Tuesday, 6 December 2016

Gordon's Gin Gammon

Readers, I’m back in the kitchen again, as Christmas is on approach. I love this time of year.  It's the joy of locking myself in the kitchen for hours, making sauces, trying new things and using cinnamon to my heart's content.  There’s something incredibly enjoyable about the smell of Christmas in the house.  That smell that you can’t quite describe, other than "Christmas".

Anyway, Diageo got in touch a few weeks back, asking if I’d like to get a recipe together for them using one of their iconic spirits.  Being a fan of a good G&T, I went down the gin route with this post.  Whilst a dessert or a cake may have been the obvious choice to include gin, I’ve gone savoury for this recipe.

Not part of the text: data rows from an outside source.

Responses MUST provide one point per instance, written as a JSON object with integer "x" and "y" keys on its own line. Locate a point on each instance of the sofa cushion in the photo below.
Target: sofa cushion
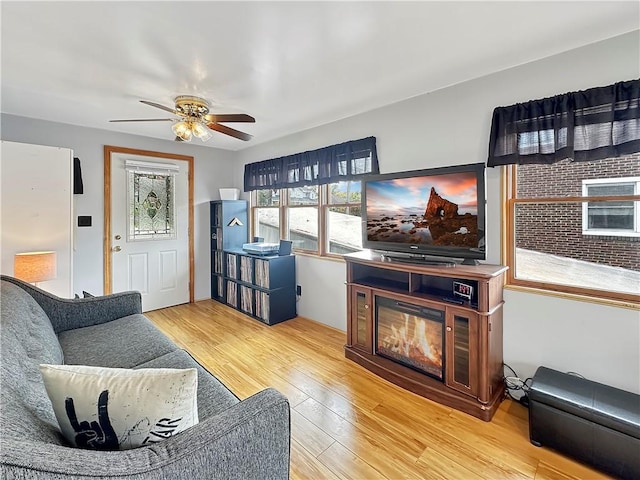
{"x": 123, "y": 343}
{"x": 27, "y": 339}
{"x": 25, "y": 322}
{"x": 213, "y": 396}
{"x": 113, "y": 408}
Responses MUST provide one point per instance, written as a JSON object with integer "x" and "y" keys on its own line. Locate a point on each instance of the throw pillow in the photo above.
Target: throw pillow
{"x": 117, "y": 409}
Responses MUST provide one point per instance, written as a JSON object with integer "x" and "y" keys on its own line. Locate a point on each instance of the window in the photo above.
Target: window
{"x": 572, "y": 197}
{"x": 302, "y": 217}
{"x": 319, "y": 219}
{"x": 343, "y": 217}
{"x": 612, "y": 217}
{"x": 558, "y": 241}
{"x": 312, "y": 198}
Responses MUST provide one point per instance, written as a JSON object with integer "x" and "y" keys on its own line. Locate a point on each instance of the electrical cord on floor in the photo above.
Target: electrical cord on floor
{"x": 515, "y": 384}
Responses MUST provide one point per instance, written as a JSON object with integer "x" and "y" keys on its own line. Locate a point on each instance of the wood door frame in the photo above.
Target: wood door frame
{"x": 108, "y": 267}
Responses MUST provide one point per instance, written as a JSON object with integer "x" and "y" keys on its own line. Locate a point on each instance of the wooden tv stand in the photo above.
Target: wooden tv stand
{"x": 472, "y": 371}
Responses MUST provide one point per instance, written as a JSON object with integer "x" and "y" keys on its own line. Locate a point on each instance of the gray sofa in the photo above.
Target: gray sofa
{"x": 234, "y": 439}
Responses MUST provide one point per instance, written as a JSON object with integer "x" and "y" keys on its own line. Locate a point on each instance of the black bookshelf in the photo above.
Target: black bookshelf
{"x": 229, "y": 229}
{"x": 261, "y": 286}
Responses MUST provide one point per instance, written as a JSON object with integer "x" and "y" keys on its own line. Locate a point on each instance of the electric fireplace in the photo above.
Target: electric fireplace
{"x": 411, "y": 335}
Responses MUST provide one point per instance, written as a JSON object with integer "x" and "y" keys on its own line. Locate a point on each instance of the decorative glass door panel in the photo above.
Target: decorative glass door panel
{"x": 151, "y": 206}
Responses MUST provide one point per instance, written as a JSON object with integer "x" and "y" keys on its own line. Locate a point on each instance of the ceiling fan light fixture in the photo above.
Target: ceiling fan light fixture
{"x": 182, "y": 130}
{"x": 201, "y": 131}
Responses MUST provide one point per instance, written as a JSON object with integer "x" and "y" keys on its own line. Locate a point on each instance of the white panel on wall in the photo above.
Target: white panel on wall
{"x": 168, "y": 269}
{"x": 139, "y": 272}
{"x": 37, "y": 208}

My Gordon’s gin gammon is a winner throughout winter, not just at Christmas and if you have any left over, it cooks down perfectly in a pea and gammon soup.  The key to this recipe's success is long, slow cooking so don’t rush it! I mean it... don't.  This one had 10 hours on low in the slow cooker.

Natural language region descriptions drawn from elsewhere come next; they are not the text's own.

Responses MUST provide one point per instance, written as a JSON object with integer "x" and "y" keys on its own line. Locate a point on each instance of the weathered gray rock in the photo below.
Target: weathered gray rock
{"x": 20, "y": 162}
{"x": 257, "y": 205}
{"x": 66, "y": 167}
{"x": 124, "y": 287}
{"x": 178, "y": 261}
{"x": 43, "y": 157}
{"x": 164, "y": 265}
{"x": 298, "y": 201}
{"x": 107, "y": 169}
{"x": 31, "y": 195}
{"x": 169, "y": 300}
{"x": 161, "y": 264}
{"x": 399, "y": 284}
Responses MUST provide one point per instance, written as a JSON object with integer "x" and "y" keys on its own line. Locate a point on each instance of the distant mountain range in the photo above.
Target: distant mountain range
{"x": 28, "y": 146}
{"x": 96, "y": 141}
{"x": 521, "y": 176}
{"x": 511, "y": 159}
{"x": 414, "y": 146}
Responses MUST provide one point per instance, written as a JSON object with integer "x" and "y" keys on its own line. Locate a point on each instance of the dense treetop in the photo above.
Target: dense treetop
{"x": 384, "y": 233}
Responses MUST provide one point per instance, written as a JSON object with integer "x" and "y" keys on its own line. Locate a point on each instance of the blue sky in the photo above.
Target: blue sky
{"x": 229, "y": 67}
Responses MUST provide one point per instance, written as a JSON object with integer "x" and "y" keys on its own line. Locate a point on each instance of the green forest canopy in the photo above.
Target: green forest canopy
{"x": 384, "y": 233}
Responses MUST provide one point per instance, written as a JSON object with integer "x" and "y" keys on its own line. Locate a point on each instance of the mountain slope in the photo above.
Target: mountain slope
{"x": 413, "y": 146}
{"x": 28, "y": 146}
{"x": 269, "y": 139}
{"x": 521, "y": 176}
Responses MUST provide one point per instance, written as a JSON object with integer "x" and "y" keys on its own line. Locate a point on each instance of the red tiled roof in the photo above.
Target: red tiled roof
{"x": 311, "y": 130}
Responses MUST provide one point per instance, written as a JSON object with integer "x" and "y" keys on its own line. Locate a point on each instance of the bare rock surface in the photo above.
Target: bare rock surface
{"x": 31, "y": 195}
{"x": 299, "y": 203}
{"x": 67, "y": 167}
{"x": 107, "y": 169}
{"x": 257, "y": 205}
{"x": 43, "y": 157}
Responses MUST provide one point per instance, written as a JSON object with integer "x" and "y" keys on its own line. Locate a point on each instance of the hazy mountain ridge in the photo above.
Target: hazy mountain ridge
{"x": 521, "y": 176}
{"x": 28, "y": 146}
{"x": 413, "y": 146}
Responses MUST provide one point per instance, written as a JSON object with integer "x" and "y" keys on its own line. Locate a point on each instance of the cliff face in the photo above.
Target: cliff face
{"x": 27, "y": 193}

To find out more on Gordon's check out their social media pages on Facebook, Twitter and Instagram. You'll have ample time to do this whilst your gammon cooks away!
Gordons Gin Gammon
Gordon's Gin Gammon


Gordons Gin Gammon         

Ingredients - serves 4 (with sides)

1 small gammon joint (remove all packaging)
75ml Gordon's Gin
1 cup orange juice
2 cups vegetable stock
2 cloves garlic (peeled)
1 thumb sized piece of ginger (peeled)
Pinch of ground cinnamon 
4 star anise
4 bay leaves

Method

  1. Set your slow cooker to low.
  2. Add the gin, orange juice, vegetable stock, garlic, ginger, cinnamon, star anise and bay leaves to the slow cooker.
  3. Before adding the gammon, use a fork to pierce the meat on both sides (this will help the flavour seep through the meat).
  4. Add the gammon to the slow cooker, place the lid on and cook on low for around 9-10 hours, turning the gammon over halfway through cooking.
    Gordons Gin Gammon
  5. Before serving, remove gammon from the slow cooker and rest on a plate for 5 minutes, before proceeding to cut into thin slices. The meat should be tender enough to fall away. 
  6. Serve with roast potatoes, seasonal veg and gravy if desired!
    Gordons Gin Gammon



Disclaimer:  I was sent a bottle of Gordon's Gin to create a recipe.  Any opinions expressed are my own.